Parsing references from the PDF

JabRef offers the feature to extract references from the bibliography of a PDF using GROBID’s capabilities. This works OKish, but has the major drawbacks that data is sent from JabRef to a service hosted by the JabRef developers. When conducting paper reviews, one does not want to share the PDFs to other third parties.

Therefore, we included a possibility for offline parsing in JabRef. It currently works well for IEEE papers, but not for others.

You can try it out if it works for you, too: Download the latest development version from https://builds.jabref.org/main/.

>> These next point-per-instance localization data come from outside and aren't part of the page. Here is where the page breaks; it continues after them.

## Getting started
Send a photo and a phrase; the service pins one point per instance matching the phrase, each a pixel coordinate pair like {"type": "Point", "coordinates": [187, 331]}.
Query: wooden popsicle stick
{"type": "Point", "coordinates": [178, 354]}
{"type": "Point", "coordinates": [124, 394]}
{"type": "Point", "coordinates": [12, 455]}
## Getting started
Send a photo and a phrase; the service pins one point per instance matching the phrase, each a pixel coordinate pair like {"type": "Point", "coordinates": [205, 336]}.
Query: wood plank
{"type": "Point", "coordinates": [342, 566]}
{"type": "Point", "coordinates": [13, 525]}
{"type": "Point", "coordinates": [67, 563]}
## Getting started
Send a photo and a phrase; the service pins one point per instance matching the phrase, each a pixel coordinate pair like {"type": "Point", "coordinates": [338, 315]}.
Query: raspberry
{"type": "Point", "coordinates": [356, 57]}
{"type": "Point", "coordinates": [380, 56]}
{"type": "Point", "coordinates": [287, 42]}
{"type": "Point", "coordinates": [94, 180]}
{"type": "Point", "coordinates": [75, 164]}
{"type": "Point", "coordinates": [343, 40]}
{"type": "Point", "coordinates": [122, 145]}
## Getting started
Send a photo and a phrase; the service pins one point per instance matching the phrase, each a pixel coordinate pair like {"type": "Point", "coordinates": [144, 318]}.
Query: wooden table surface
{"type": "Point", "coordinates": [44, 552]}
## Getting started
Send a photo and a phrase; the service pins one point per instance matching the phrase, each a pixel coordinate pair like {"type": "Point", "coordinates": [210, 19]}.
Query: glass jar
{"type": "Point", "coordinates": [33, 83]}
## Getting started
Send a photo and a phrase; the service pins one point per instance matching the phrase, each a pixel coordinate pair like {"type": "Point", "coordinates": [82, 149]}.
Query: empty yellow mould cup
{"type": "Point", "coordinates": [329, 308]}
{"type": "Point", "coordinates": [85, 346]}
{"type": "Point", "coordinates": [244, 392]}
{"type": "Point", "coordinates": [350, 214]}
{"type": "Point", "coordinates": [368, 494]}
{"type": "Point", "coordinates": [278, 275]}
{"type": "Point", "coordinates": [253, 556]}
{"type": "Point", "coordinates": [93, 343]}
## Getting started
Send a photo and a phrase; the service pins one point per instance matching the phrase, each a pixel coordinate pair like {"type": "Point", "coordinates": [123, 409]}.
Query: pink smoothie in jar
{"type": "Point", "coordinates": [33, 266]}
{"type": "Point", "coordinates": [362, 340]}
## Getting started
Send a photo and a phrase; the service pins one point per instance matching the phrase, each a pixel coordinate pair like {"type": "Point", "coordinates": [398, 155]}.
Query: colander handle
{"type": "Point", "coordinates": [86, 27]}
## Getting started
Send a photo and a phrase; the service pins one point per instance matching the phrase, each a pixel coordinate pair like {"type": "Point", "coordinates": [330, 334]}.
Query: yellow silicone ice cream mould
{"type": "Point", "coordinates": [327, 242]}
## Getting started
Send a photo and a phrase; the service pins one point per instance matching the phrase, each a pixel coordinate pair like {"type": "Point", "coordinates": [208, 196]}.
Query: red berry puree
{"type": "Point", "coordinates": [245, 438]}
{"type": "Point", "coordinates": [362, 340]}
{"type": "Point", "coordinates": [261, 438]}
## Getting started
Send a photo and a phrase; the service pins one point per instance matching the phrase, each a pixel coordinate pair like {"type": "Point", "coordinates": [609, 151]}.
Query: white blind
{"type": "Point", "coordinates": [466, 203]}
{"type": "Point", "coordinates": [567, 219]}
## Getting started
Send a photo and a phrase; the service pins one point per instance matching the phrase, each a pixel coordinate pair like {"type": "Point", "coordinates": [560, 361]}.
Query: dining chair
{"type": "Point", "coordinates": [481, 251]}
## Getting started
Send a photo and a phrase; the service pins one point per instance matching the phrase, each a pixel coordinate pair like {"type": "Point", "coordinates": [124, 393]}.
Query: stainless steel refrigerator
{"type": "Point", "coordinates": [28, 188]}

Ensure that online services are disabled

You need to scroll down in the “Web search” preferences.

Start parser

Have the PDF attached to an entry.
Right-click on the entry in the entry table.
Select the item “Extract references from file (offline)”

Ensure that “offline” is written. If there is “online” written, you have GROBID services enabled.

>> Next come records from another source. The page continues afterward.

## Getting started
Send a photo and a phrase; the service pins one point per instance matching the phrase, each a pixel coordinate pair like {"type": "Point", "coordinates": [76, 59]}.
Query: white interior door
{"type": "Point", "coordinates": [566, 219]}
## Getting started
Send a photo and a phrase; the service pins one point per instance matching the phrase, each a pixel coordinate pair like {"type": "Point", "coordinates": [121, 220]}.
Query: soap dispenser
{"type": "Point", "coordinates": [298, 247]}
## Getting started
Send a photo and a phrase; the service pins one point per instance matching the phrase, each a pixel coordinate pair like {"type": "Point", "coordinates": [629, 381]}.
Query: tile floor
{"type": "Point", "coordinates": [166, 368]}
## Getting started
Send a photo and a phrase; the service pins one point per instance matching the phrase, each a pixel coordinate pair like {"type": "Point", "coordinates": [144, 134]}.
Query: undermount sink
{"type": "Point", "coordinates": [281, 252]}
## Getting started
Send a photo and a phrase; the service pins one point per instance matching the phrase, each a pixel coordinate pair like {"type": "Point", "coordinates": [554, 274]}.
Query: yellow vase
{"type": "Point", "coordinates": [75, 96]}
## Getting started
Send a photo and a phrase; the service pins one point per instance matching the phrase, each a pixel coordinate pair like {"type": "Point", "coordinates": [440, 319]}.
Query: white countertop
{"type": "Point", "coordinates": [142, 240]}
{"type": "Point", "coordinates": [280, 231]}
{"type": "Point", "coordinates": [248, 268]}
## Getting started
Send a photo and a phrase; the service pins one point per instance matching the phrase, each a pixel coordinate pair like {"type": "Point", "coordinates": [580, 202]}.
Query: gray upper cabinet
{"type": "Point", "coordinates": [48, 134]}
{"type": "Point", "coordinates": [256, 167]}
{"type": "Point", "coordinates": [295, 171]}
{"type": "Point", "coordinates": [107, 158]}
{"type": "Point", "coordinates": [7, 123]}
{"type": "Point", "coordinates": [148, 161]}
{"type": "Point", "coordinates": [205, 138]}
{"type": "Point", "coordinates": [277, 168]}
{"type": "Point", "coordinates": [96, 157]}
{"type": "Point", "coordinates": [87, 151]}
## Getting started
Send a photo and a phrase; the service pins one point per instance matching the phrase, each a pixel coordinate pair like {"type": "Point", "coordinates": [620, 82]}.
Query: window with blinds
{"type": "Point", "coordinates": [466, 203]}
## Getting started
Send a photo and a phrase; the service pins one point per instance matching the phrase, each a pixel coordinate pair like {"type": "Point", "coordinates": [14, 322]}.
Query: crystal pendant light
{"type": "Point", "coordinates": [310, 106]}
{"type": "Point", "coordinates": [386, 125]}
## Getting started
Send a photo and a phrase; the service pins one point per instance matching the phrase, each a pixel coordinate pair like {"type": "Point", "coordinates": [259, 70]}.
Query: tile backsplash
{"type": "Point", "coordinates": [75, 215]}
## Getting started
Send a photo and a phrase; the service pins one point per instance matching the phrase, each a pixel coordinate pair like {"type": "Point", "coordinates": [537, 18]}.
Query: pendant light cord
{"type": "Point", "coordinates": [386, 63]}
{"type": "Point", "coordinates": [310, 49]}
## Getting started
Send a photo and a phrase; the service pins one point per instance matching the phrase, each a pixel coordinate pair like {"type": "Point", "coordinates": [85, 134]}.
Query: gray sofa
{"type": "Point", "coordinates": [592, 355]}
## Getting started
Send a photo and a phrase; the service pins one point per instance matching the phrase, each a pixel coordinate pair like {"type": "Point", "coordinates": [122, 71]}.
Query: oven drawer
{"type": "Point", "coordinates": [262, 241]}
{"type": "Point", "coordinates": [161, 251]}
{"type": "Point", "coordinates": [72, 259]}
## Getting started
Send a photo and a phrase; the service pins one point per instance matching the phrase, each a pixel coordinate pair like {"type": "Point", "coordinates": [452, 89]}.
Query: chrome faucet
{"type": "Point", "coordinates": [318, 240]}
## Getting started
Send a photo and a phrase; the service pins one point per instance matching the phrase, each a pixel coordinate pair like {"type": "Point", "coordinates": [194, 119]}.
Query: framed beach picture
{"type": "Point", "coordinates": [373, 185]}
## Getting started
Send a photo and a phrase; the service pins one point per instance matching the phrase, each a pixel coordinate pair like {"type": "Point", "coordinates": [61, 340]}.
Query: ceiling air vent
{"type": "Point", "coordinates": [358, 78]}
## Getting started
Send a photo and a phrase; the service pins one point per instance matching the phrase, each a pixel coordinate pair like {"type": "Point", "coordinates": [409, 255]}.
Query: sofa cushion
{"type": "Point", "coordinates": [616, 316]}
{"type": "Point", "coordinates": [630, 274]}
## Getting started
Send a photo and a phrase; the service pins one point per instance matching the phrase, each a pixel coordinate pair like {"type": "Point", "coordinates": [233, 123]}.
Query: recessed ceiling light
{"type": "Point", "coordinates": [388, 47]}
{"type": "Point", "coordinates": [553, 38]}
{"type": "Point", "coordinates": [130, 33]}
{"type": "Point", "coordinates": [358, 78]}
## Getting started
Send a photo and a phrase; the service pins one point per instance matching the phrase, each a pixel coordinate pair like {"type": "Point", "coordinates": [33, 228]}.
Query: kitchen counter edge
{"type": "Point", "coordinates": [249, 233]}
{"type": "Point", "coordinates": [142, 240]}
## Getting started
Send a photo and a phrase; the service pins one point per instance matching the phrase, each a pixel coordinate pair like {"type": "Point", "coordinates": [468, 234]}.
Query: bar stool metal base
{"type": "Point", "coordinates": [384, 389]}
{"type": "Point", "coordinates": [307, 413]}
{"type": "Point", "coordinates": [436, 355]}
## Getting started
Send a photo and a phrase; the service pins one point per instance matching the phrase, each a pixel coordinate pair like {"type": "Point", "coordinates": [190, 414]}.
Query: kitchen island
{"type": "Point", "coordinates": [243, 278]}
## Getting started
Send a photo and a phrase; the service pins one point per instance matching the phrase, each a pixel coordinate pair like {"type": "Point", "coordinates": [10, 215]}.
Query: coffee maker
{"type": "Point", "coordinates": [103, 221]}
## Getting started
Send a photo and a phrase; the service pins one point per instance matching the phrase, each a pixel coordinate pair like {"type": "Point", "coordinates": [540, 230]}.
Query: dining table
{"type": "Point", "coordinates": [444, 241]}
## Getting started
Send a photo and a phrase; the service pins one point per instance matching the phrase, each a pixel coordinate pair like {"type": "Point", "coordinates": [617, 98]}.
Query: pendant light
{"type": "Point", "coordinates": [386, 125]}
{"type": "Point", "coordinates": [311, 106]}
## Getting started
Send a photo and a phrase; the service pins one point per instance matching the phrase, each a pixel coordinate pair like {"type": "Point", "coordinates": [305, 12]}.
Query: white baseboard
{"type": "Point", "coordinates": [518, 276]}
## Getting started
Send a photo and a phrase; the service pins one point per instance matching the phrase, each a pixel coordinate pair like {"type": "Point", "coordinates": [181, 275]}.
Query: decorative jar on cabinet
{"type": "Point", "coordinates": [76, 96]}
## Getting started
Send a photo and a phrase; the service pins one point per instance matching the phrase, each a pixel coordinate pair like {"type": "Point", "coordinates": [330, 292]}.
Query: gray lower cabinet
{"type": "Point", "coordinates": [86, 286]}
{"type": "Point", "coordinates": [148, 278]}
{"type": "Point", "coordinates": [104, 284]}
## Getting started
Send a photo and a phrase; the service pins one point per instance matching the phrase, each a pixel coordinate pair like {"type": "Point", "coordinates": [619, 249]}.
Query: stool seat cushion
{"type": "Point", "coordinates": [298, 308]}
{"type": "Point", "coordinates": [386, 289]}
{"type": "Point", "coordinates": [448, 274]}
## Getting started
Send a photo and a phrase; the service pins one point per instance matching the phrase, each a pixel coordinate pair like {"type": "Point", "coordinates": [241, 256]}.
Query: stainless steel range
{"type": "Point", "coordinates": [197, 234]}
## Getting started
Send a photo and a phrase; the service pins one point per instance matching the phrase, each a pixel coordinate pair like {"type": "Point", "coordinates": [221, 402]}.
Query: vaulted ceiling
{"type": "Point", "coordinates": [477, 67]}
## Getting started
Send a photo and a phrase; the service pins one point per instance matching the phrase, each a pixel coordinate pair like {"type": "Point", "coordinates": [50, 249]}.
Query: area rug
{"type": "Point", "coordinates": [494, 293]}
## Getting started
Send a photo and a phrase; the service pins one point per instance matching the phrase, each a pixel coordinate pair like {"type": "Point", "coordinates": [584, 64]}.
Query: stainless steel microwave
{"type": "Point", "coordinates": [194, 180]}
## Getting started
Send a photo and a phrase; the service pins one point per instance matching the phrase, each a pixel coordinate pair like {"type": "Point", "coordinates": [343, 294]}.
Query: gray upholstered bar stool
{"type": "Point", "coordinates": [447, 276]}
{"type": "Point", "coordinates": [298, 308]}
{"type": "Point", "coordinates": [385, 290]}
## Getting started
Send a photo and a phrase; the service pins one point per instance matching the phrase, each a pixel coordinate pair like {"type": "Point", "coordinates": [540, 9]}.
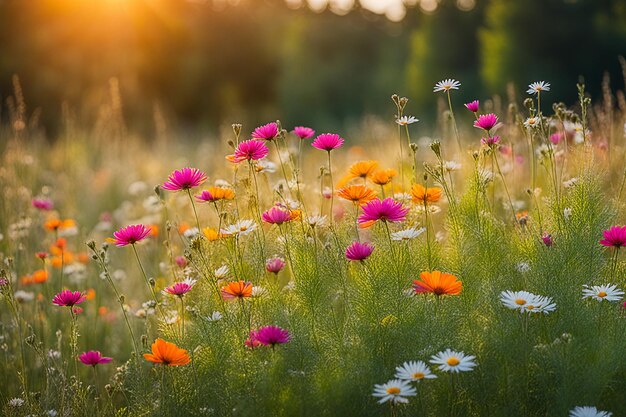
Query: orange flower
{"type": "Point", "coordinates": [438, 283]}
{"type": "Point", "coordinates": [237, 289]}
{"type": "Point", "coordinates": [425, 195]}
{"type": "Point", "coordinates": [383, 177]}
{"type": "Point", "coordinates": [358, 194]}
{"type": "Point", "coordinates": [167, 353]}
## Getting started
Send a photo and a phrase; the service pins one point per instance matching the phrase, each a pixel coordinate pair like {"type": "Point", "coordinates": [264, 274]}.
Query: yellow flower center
{"type": "Point", "coordinates": [453, 361]}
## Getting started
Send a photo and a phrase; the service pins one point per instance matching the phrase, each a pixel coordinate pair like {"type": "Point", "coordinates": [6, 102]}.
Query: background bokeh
{"type": "Point", "coordinates": [201, 64]}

There will be a popup with all parsed references

First, click “Select all new entries”, then deselect “Download linked online files”. Finally, press “Import entries” to add the entries to your library.

Result

The entries are now imported into the main table.

The original entry has links to the cited entries in the “Other fields” section:

Links

You find the PDF used for testing at jabref/src/test/resources/org/jabref/logic/importer/fileformat/tua3i2refpage.pdf at main · JabRef/jabref · GitHub.

A discussion of older functionality is done at Import from Reference text.

Outlook

We are happy to hear feedback on this functionality and how that it works for your use-case, too. If it does not, please search for an open-access PDF - or create a new example PDF for us. Then, we can work on parsing your variant of references similar to the pull request 11156.